Our `KWIC` function is already better than this! But NLTK does let us do some other useful stuff with our new `Text` object.

For example, `Text.similar()` simply counts the number of unique *contexts* that words share.

In [559]:
autobio.similar('sixth')

whites blacks them themselves me three shiny him four poor bliss
alaska fifth


In [560]:
autobio.similar('night')

day time race school moment man evening boy newspapers and question
people country me place times world once excitement if


In [561]:
autobio.similar('music')

club me house men table race it them life place world school others
south car paris day country time which


## What is a "context"?
Using the same data as with `Text.similar()`, we can see which contexts words share:

In [562]:
autobio.common_contexts(['sixth','whites'])

between_and


In [563]:
autobio.common_contexts(['sixth','blacks'])

between_and


In [564]:
autobio.common_contexts(['day','night'])

the_after that_i one_near one_at one_a one_i the_i that_she the_before
the_and one_he


In [565]:
autobio.common_contexts(['white','black'])

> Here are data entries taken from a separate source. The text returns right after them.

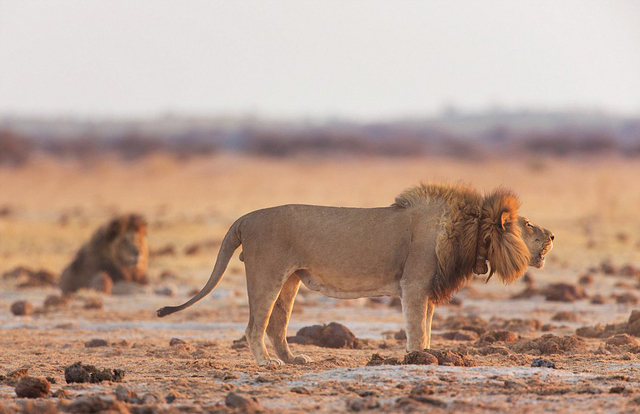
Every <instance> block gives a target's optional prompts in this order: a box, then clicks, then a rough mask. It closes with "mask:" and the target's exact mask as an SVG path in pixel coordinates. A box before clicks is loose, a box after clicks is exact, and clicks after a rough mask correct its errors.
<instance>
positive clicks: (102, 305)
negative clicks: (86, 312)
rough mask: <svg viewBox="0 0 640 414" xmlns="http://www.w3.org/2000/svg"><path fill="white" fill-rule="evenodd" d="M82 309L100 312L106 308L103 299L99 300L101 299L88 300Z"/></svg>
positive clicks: (94, 297) (98, 298)
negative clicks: (100, 309)
mask: <svg viewBox="0 0 640 414" xmlns="http://www.w3.org/2000/svg"><path fill="white" fill-rule="evenodd" d="M82 307H83V308H84V309H87V310H88V309H97V310H100V309H103V308H104V301H103V300H102V298H99V297H92V298H87V299H85V301H84V304H83V305H82Z"/></svg>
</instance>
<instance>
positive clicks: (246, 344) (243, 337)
mask: <svg viewBox="0 0 640 414" xmlns="http://www.w3.org/2000/svg"><path fill="white" fill-rule="evenodd" d="M248 347H249V343H248V342H247V337H246V336H244V335H242V338H240V339H234V340H233V344H232V345H231V349H245V348H248Z"/></svg>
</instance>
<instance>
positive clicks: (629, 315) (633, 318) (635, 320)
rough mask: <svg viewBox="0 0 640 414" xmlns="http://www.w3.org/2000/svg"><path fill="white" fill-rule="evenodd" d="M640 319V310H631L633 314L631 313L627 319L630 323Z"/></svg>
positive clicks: (628, 322)
mask: <svg viewBox="0 0 640 414" xmlns="http://www.w3.org/2000/svg"><path fill="white" fill-rule="evenodd" d="M637 321H640V310H635V309H634V310H632V311H631V315H629V319H628V320H627V323H628V324H629V325H632V324H633V323H635V322H637Z"/></svg>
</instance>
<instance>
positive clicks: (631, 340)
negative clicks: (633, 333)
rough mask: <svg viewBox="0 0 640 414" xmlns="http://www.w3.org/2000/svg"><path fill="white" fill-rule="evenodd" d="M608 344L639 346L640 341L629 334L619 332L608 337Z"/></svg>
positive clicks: (610, 345) (612, 346)
mask: <svg viewBox="0 0 640 414" xmlns="http://www.w3.org/2000/svg"><path fill="white" fill-rule="evenodd" d="M606 345H607V346H609V347H619V346H638V341H636V340H635V339H634V338H633V337H631V336H630V335H628V334H618V335H614V336H613V337H612V338H609V339H607V342H606Z"/></svg>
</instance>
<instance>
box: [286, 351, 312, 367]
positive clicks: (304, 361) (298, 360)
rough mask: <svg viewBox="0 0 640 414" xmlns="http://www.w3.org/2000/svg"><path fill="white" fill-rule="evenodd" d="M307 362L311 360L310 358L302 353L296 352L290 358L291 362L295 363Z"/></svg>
mask: <svg viewBox="0 0 640 414" xmlns="http://www.w3.org/2000/svg"><path fill="white" fill-rule="evenodd" d="M309 362H311V358H309V357H308V356H306V355H304V354H298V355H296V356H295V357H293V359H292V360H291V363H292V364H295V365H304V364H308V363H309Z"/></svg>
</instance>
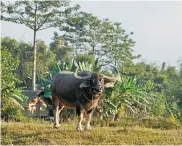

the_people the_race the_boys a_man the_one the_man the_men as_as


In each of the above cases, `'white'` and `'black'` both appear somewhere in the text in the position given by the `_`.

i.e. the book contains both the phrase "the white boys" and "the black boys."

## `nltk`'s collocates
This enables us to see which words appear next to each other more often than we would expect based on their distributions. By default, it ignores all stopwords.

Frequently collocates are used to identify words have a specific meaning when combined that they do not have individually. A classic example would be "red wine." In this context, "red" is less a description than a conventional way of referring to some types of wines. We do not talk about "maroon wine" or "crimson wine;" it has a conventional name.

NLTK makes collocates very easy to get:

In [None]:
autobio.collocation_list(num=20) # the num option tells nltk how many to return

You could use the collocates listed here to modify the way you count words in your text. For example, in every case where "united" is followed by "states" or "new" is followed by "york," that phrase refers to a different object than any of those words in isolation.